In promoting the construction of the Belt and Road Initiative (BRI), China has advocated multilateralism, emphasized win-win and mutual benefits, and shown a strong driving force in global governance, they said.
Cavince Adhere, a Kenya-based international relations researcher with a focus on China-Africa relations, said that by bringing together countries across different continents, the BRI "expands the space of multilateralism."
In a global governance system in which some major powers are "increasingly looking inside with strong economic nationalism, and show disregard for the established rules, the Maritime Silk Road is another opportunity by China to galvanize progressive countries and shape a more beneficial, equal and inclusive international system," he said.
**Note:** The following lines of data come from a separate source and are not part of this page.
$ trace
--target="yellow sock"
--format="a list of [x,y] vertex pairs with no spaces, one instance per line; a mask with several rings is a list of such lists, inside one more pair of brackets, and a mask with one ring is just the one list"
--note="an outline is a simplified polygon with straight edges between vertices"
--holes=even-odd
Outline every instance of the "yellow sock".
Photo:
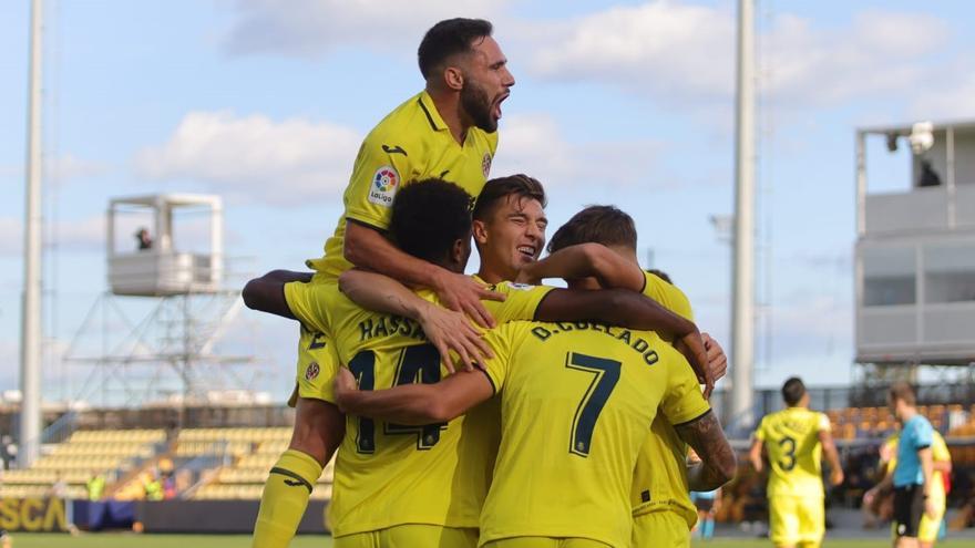
[[300,451],[281,453],[270,469],[254,525],[253,548],[286,548],[298,530],[321,466]]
"The number of countries that have subscribed to the Maritime Silk Road is a testament to the utility of the initiative as a new frontier of global governance and development," he added.
Karim al-Omda, professor at the Arab Academy for Science, Technology and Maritime Transport, said that China has paid close attention to the BRI by facilitating trade between the participating countries, and has prioritized mutual benefits in cooperating with other countries.
"China transfers its experience and technology and makes great progress in the mobile networks and the 5G technologies which will improve the world growth rates and increase the trade volume that suffered a decline during the COVID-19 period," he said.
Cambodian People's Party spokesman Suos Yara said that it's vital for countries along the route to jointly build the Belt and Road, "especially to maintain an open and liberal international economic architecture," and promote "win-win cooperation."